99% of us don't touch a weight for a week prior to a meet. And 2 weeks out is usually either just opener or a low percentage of it.  That should be an indication that recovery is important.


----------



## John Ziegler (Oct 4, 2015)

I generally lift every 4th day but have in the past done other methods of metabolic trickery. For example on a  Monday bench and squat at noon. Then for the next three days eat big meals at 11 and take a nap at noon. With this method a week off is ok but not going to do much.

Now if I was doing chest & bi's Monday, legs & shoulders Wednesday, back & tri's Friday then I would do that for 3 weeks then take a week off for the gain time.

Knowing your individual metabolism and how to manipulate it will help you gain. Not everyones ideas and theories are going to be standard issue.


----------



## ECKSRATED (Oct 4, 2015)

Everyone needs some time off here and there. We beat our bodies up doing this stuff.


----------



## bubbagump (Oct 5, 2015)

A day off always does me good. As long as it's not every other day...   lately it has been and I'm a lazy mofo.   I do good taking a Saturday or Sunday off.  Even a week every now and then.  More than that and I start to lose motivation.  It fukks with my head.   I don't need that shit.


----------



## {'Calcul08'} (Nov 2, 2015)

I've went from no days off to having at least Fridays off and Wednesdays the lightest of lifting days. Friday's are to catch up on sleep and massive carb loading. 

Since everyone's different with this sort of thing, it's best to listen to your body and go from there.. If you're going towards maxx lifting, then a day or two off should do wonders.


----------



## AndroSport (Nov 2, 2015)

As stated above a few different times… listen to your body.

I used to take a 1 week break every so often… like you, this originally started unintentionally back in the day, until i realized the benefit.

I ended up doing it on a regular cycle every couple months.
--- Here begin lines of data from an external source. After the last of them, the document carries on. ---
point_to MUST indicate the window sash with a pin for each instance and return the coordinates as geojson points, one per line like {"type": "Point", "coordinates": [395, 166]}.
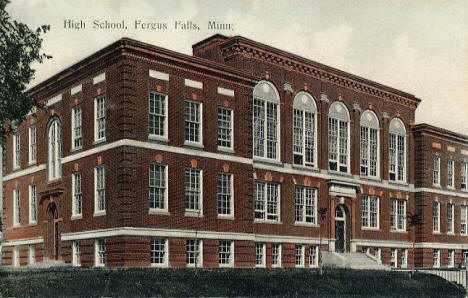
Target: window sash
{"type": "Point", "coordinates": [225, 127]}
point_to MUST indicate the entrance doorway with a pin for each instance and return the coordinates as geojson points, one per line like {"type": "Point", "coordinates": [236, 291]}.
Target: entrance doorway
{"type": "Point", "coordinates": [340, 228]}
{"type": "Point", "coordinates": [52, 249]}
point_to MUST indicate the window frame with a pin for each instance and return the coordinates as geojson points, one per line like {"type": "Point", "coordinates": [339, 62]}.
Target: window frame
{"type": "Point", "coordinates": [77, 195]}
{"type": "Point", "coordinates": [164, 136]}
{"type": "Point", "coordinates": [100, 118]}
{"type": "Point", "coordinates": [75, 138]}
{"type": "Point", "coordinates": [265, 218]}
{"type": "Point", "coordinates": [230, 129]}
{"type": "Point", "coordinates": [97, 210]}
{"type": "Point", "coordinates": [32, 139]}
{"type": "Point", "coordinates": [157, 210]}
{"type": "Point", "coordinates": [189, 142]}
{"type": "Point", "coordinates": [32, 202]}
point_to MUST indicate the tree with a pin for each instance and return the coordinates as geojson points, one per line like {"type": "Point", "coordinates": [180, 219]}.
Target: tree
{"type": "Point", "coordinates": [20, 47]}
Sometimes more if my work/travel schedule threw some crazy obstacles at me.

Got as much rest as possible… ate a lot but didn't go crazy. I called it my GROW WEEK. 
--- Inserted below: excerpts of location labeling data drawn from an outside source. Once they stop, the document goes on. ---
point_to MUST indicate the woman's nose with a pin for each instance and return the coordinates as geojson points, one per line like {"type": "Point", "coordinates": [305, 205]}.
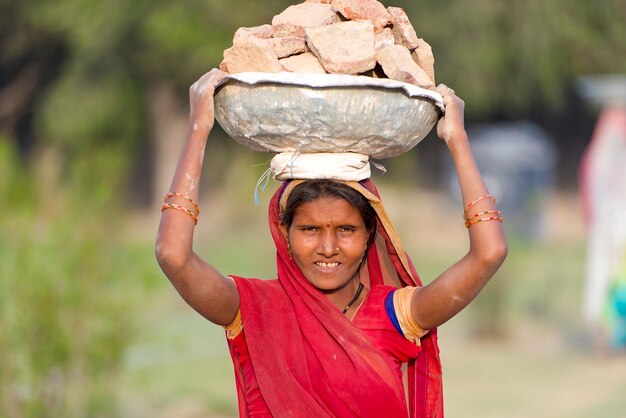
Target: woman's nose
{"type": "Point", "coordinates": [328, 245]}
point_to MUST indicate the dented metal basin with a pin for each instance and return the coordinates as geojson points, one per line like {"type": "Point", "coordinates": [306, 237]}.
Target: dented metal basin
{"type": "Point", "coordinates": [305, 112]}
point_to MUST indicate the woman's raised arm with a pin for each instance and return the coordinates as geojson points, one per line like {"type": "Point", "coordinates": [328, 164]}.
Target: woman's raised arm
{"type": "Point", "coordinates": [455, 288]}
{"type": "Point", "coordinates": [200, 284]}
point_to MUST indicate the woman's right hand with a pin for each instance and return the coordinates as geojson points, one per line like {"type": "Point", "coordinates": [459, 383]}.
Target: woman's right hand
{"type": "Point", "coordinates": [451, 125]}
{"type": "Point", "coordinates": [202, 113]}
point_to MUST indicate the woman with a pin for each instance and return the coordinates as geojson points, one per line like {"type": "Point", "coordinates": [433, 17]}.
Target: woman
{"type": "Point", "coordinates": [328, 337]}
You respond to it obviously so use it, sparingly, to your advantage.


----------



## SuperBane (Nov 3, 2015)

listening to your body is key. Nobody wants a long layoff because of an injury. Some of us had to learn the hard way.


----------



## Strength athlete (Nov 25, 2015)

I suppose I'll throw my 2 cents in on this one. Although you went through an illness you were still resting and recovering. Just as stated above, nearly all strength competitors will take a break/deload period prior to competition. It's basic supercompensation. You have been stressing your body for the past 6 weeks of training without break. For the amount of time you have been working out, I would assume that you have moved beyond a beginners classification, and are no longer able to supercompensate from workout to workout (make poundage increases each training session), so you must apply a greater stress over a longer period of time.  At the end of 6 weeks, I would imagine you are in quite a fatigue deficit. After a 2 week layoff your body has been able to heal, and strengthen to the point where it can handle a heavier load. It has been my personal experience, and observation that short layoff/deload is needed from time to time (even with programs that utilize auto-regulation) deloads offer the entire body time to recover. Musculature, neurological, connective tissues, etc. You can not continue to push forward at a high level without rest, before something will break. I always recommend rest periods in yearly training. Even to those who don't compete. Be it a planned deload, or just listening to your body. I tried to compress my rant the best that I could. Like I said, it's just my 2 cents, and I hope it helped with your question and in determining a decision for your training.


----------



## Angrybird (Nov 25, 2015)

I agree with pillarofbalance, although I'm new to the powerlifting scene and can offer nothing ground breaking, what I can tell you from recent experience is my 1st ever bench meet (this past summer actually ) my coach/training partner told me to hit my opener on a Thursday finish the week normally on Friday take the whole week off then compete on Saturday. Taking that time off drove me nuts, I thought I was getting lazy and week but I tell you what man when I got under that bar Saturday I broke my best PR on my 2nd attempt! 

Time off can definitely lead to gains!


----------